После холодных влажных ветров и штормов в предыдущие месяцы лето 2120 года стало подлинной благодатью. Мы с Роуз окунулись в свою идиллию, и все шло в точности так, как мечталось: мы гуляли, купались, читали, работали и любили. Мы никогда не чувствовали себя более крепкими, здоровыми и энергичными. В долгий период жары мы вставали спозаранку, чтобы сразу же искупаться, а потом завтракали на узком балкончике. Он выходил на парковку для велосипедов и высотку, копию нашей, но по утрам на него хотя бы не попадало солнце. До ланча мы работали или читали. Роуз нужна была библиотека, так что обеденный стол оставался в моем распоряжении.

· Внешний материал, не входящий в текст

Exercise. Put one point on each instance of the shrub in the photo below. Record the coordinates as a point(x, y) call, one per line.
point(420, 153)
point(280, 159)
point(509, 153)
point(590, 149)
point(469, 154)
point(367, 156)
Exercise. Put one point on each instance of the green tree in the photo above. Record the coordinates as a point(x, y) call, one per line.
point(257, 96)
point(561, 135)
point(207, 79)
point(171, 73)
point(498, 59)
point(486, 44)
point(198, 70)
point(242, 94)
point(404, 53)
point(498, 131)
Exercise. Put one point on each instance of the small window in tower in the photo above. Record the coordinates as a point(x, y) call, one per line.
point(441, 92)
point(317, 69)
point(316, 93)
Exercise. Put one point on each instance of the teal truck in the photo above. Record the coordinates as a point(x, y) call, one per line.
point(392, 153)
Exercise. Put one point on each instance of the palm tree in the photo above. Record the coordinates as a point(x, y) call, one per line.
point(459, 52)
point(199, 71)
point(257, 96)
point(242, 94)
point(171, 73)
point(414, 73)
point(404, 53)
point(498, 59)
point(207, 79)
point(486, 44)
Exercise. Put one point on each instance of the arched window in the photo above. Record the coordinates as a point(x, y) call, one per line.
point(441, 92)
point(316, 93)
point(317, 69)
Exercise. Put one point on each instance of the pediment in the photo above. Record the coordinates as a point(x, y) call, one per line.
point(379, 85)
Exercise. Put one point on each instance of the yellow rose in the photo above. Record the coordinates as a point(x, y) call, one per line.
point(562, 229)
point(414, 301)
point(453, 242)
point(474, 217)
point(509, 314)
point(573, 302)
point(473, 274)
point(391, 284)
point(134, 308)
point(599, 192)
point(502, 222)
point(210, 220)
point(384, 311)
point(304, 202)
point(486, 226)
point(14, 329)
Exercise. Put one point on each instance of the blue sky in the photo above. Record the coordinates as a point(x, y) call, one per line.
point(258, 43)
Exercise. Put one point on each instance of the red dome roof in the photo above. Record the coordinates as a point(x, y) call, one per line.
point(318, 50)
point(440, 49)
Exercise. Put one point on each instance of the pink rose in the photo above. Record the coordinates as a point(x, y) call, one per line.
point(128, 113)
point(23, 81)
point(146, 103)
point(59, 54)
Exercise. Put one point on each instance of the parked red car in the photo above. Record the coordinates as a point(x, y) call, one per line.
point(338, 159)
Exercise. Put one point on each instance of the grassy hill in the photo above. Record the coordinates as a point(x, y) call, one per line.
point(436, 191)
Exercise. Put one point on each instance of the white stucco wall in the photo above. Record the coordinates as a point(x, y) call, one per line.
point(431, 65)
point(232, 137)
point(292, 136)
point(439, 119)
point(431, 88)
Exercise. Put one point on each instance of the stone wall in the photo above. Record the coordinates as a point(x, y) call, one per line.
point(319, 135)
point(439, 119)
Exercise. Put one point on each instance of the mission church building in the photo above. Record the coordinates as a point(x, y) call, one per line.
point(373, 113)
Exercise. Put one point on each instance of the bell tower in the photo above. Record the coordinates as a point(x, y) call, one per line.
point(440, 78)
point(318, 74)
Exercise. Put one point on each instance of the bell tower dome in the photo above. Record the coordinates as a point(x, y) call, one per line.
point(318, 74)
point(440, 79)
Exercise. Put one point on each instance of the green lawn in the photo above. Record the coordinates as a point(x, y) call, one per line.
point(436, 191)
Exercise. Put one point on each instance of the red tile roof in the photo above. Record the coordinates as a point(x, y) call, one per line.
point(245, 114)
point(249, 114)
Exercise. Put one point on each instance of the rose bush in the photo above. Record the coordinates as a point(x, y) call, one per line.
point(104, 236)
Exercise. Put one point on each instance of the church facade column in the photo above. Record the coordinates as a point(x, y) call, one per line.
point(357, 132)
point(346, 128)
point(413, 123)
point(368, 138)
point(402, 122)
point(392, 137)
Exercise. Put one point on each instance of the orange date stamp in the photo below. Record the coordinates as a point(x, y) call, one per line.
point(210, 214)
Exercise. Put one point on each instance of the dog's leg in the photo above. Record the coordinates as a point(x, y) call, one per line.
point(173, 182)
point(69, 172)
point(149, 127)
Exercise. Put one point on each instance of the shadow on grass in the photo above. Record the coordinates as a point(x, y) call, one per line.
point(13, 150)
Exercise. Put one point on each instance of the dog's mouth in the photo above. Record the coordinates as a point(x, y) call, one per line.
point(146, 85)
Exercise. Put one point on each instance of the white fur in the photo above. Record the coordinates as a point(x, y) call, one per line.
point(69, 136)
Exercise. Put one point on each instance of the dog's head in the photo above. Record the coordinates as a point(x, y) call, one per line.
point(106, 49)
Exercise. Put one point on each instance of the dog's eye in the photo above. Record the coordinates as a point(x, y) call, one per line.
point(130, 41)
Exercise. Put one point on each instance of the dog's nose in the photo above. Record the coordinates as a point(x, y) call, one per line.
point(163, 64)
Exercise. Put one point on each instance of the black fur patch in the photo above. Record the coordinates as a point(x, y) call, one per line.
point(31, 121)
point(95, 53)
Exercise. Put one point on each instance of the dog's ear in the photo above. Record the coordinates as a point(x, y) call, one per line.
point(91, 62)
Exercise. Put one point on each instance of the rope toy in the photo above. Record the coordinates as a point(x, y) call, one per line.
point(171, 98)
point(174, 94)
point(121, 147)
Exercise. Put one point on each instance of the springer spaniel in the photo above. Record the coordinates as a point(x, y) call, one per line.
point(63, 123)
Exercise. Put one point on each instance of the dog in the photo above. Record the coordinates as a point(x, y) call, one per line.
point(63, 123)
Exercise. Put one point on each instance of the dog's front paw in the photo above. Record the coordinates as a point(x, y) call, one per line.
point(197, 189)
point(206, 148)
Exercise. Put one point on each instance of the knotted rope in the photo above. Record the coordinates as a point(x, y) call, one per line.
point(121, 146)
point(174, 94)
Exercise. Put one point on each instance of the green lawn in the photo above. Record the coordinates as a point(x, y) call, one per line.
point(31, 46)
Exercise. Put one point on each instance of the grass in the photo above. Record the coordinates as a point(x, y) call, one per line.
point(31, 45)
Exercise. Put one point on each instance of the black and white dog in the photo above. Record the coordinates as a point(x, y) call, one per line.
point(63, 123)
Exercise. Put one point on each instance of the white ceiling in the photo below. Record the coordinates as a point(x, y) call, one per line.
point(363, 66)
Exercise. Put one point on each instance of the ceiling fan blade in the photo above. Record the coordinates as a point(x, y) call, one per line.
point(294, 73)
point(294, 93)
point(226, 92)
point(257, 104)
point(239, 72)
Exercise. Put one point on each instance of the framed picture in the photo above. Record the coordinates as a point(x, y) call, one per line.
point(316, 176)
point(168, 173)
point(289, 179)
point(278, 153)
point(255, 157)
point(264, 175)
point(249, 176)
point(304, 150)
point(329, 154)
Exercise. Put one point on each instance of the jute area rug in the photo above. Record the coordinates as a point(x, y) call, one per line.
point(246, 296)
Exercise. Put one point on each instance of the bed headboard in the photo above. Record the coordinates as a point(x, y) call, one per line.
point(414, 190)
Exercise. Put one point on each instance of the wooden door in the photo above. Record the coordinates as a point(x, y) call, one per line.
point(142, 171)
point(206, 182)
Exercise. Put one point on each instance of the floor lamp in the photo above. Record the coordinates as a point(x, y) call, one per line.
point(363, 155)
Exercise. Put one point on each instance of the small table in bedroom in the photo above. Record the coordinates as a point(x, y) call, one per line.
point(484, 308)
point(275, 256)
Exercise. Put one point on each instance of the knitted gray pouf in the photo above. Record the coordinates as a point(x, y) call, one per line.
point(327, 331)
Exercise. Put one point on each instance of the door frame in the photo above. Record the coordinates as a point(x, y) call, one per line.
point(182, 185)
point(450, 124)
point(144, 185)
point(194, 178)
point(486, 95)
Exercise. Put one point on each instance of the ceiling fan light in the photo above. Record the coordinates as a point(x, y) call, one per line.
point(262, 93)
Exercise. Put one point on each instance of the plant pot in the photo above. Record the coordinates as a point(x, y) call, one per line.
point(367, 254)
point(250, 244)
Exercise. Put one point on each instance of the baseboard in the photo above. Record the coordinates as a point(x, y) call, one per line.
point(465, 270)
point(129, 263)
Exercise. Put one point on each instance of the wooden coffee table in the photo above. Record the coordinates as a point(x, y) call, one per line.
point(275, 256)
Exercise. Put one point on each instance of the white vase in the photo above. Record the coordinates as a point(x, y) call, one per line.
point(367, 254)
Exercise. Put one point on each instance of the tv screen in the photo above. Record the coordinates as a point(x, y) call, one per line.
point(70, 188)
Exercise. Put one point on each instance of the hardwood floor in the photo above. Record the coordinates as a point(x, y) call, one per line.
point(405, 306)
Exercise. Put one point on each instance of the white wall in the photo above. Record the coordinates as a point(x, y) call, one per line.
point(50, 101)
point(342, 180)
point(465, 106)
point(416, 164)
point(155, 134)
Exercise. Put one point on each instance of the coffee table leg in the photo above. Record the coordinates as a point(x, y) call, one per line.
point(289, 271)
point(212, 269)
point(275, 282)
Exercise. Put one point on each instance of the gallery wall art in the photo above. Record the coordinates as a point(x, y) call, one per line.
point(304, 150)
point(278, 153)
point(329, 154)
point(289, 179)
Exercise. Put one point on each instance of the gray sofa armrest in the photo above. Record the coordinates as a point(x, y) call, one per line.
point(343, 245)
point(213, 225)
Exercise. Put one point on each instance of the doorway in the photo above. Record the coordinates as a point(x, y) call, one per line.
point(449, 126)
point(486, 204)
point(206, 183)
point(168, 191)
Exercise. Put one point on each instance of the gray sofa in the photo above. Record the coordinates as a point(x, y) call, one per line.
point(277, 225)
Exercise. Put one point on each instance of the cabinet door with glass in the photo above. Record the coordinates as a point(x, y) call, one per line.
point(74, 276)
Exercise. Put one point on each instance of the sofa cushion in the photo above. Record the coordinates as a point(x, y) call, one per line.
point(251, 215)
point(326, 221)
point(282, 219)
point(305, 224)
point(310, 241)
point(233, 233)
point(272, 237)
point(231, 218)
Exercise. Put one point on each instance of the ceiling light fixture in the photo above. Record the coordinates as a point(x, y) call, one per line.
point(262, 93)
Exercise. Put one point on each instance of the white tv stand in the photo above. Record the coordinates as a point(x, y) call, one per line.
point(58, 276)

Она собирала материалы для монографии, в которой намеревалась описать кризис реализма в литературе между 2015-м и 2030-м. Деструкция была огромным и сложным явлением — она принесла с собой «экзистенциальную перестройку» и вызвала «метафизическое уныние». Условности литературного реализма с его пристальным вниманием к личному, обыденному и кажущейся устойчивости повседневной жизни стали неактуальными. Для осмысления физических и моральных последствий глобальной катастрофы требовались новые формы, и некоторые писатели мучительно их искали. На мой вкус, тема была немного слишком теоретической, но я не сомневался, что Роуз напишет прекрасную работу, и с нетерпением ждал возможности прочесть черновик.
По части своих собственных дел я решил, что прежде чем найти поэму Бланди и явить ее миру, следует подготовить почву особым историческим эссе. Больше ста лет в гуманитарных науках было принято рассматривать не сам предмет обсуждения, а идею этого предмета, то, как он отражается в умах других людей и как этот призрак порхает и танцует, сплавляясь по реке времени. Давным-давно и мне, тогда еще студенту, тоже пытались навязать такой подход. Я сопротивлялся этому даже девятнадцатилетним. Я говорил своему учителю, что хочу писать о конкретном стихотворении, а не о его репутации. Разумеется, любые мои мысли об этом стихотворении и есть не что иное, как его идея. В ту пору я не умел вести серьезные дискуссии: мне не хватало для этого ни знаний, ни уверенности. От меня легко отмахивались как от наивного эмпирика. Всякий литературный труд по-настоящему существует только в умах тех, кто его прочел, — или, следовало бы добавить, тех, кто о нем слышал. Учитель отстучал это по слогам на моей груди, как мне помнится, длинным белым пальцем: больше ничего нет.
И вот спустя четверть века я, влюбленный мужчина, вооружившись грудой заметок, взялся писать о том, что думали и воображали себе представители нескольких поколений о поэме Фрэнсиса Бланди «Корона для Вивиен». Поэмы в записанном виде все еще не существовало. Она жила и продолжала жить лишь в бесчисленных умах. Больше ничего не было. Сама вещь могла в один прекрасный день вдруг обнаружиться на чердаке какого-нибудь старинного дома. С вероятностью около двух процентов она поджидала меня в архиве Гарри Киченера, однако пока я вынужден был признать, что пишу не о поэме, а о ее тени, и это меня удручало. Роуз мне сочувствовала. Мы только что искупались и ели принесенный с собой ланч, сидя в тени нашего эвкалипта. «Корона» — это исключение, сказала она, явно желая меня подбодрить. Важнейший культурный артефакт. Потом напомнила, как я однажды назвал эту поэму «аккумулятором грез», а в другой раз — «зеркалом эпох и всех их тревог». Моя задача, сказала она, состоит в том, чтобы описать эти грезы и тревоги, а не само произведение.